Download and install the Java agent from Contrast before proceeding with the Configuration instructions.

Configuration

Unix

If you launch WebLogic yourself, you must add Contrast's JVM parameter to the startWebLogic file in your installation's bin directory. For UNIX-based operating systems, the path to this file looks like:

/path/to/appserver/userprojects/domains/base_domain/bin/startWebLogic.sh
  • In this file, add the Contrast engine as a -javaagent to the JAVA_OPTIONS environment variable before the Java execution step:
export JAVA_OPTIONS="$JAVA_OPTIONS -javaagent:/path/to/contrast.jar"

Windows

For Windows systems, the path looks like:

C:\Oracle\Middleware\userprojects\domains\base_domain\bin\startWebLogic.bat
  • At the beginning of the file, add the Contrast engine as a -javaagent to the JAVA_OPTIONS environment variable:
set JAVA_OPTIONS="%JAVA_OPTIONS%" -javaagent:"C:\path\to\contrast.jar"

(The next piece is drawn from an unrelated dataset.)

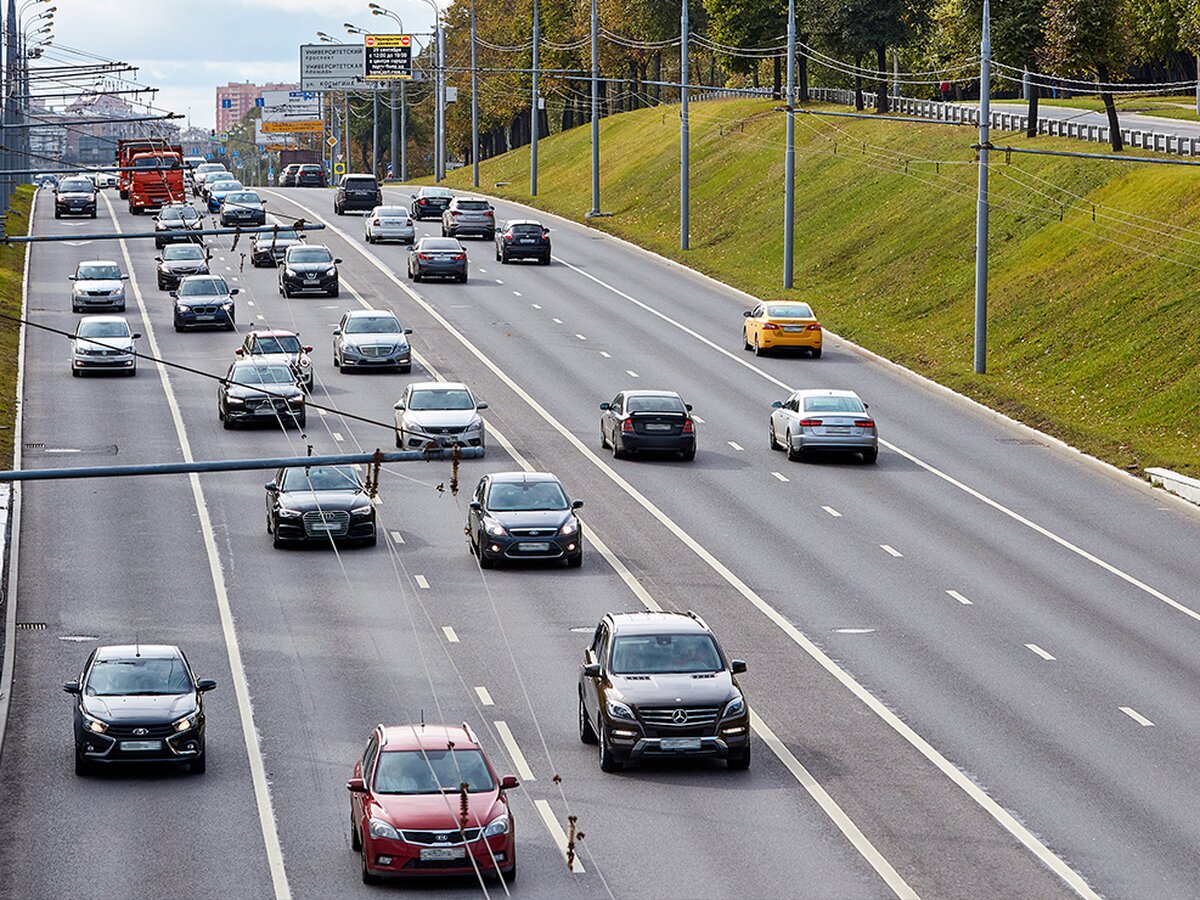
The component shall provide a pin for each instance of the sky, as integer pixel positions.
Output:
(186, 48)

Of course, you need to substitute the path to contrast.jar and your WebLogic server for your environment.

WebSphere

Before You Start

Download and install the Java agent from Contrast before proceeding with the following instructions.

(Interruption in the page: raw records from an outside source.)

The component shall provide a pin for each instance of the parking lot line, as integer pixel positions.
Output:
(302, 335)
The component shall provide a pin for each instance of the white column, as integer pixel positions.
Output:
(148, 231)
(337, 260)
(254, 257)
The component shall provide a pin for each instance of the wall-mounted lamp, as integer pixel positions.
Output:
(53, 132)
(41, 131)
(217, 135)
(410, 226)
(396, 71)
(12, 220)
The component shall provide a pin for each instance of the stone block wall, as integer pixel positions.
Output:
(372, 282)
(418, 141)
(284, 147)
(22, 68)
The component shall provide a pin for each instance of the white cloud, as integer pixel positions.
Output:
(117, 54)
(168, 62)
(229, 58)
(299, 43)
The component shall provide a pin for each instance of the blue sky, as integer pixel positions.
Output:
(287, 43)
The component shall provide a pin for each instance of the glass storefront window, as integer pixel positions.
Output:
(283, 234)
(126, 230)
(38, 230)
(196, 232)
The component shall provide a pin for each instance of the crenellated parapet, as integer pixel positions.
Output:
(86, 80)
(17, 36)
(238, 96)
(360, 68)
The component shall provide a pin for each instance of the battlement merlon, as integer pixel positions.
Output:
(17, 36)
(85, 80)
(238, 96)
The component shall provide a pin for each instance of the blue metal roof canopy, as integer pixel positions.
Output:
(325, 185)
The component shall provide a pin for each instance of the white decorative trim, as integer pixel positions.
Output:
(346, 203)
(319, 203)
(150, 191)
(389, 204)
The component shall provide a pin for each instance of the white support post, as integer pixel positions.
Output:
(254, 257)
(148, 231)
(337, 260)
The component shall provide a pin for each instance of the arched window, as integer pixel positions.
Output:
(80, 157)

Add Contrast with WebSphere

If you launch WebSphere yourself, you must add Contrast's JVM parameter to the server.xml file in your cell directory:

${WEBSPHERE_DIR}\AppServer\profiles\AppSrv01\config\cells\<CellName>\nodes\<NodeName>\servers\server1\server.xml

<jvmEntries genericJvmArguments="-javaagent:${DOWNLOADS}/contrast.jar -Xshareclasses:none -Xmx512m">
   ...
</jvmEntries>

Of course, you need to substitute the path to contrast.jar and your WebSphere server for your environment.

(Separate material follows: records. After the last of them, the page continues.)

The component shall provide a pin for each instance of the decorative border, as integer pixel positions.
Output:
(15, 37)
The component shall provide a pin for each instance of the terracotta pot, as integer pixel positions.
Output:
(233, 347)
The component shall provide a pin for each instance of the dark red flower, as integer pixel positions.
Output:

Add Contrast with the WebSphere Administration Console

You can also add Contrast through the WebSphere administration console. The following instructions from the Websphere support site are for WebSphere 8.0/8.5. These instructions are also available on the Websphere support site for other versions.

Application Server

  1. In the Administration Console, select Servers
  2. Expand Server Type and select WebSphere application servers
  3. Click on the name of your server
  4. Expand Java and Process Management and select Process Definition.
  5. Under the Additional Properties section, click Java Virtual Machine.
  6. Scroll down and locate the textbox for Generic JVM arguments.

Node Agent

  1. In the Administration Console, select System Administration
  2. Select Node agents
  3. Choose which nodeagent to edit
  4. In the Server Infrastructure section, expand Java and Process Management and select Process Definition.
  5. Under the Additional Properties section, click Java Virtual Machine.
  6. Scroll down and locate the textbox for Generic JVM arguments.

Deployment Manager

  1. In the Administration Console, select System Administration
  2. Select Deployment manager
  3. In the Server Infrastructure section, expand Java and Process Management and select Process Definition.
  4. Under the Additional Properties section, click Java Virtual Machine.
  5. Scroll down and locate the textbox for Generic JVM arguments.
  6. Add this text to the Generic JVM arguments, as noted in the screenshot below:
-javaagent:${DOWNLOADS}/contrast.jar -Xshareclasses:none

Notes:

  • IBM J9 doesn't allow the Java Instrumentation API to alter core Java classes when using the Shared Classes feature. You must disable this feature by specifying -Xshareclasses:none in your JVM parameters, as shown above.
  • Similarly, if -Dcom.ibm.oti.shared.enabled=true is set, you may also run into problems in older J9 JREs.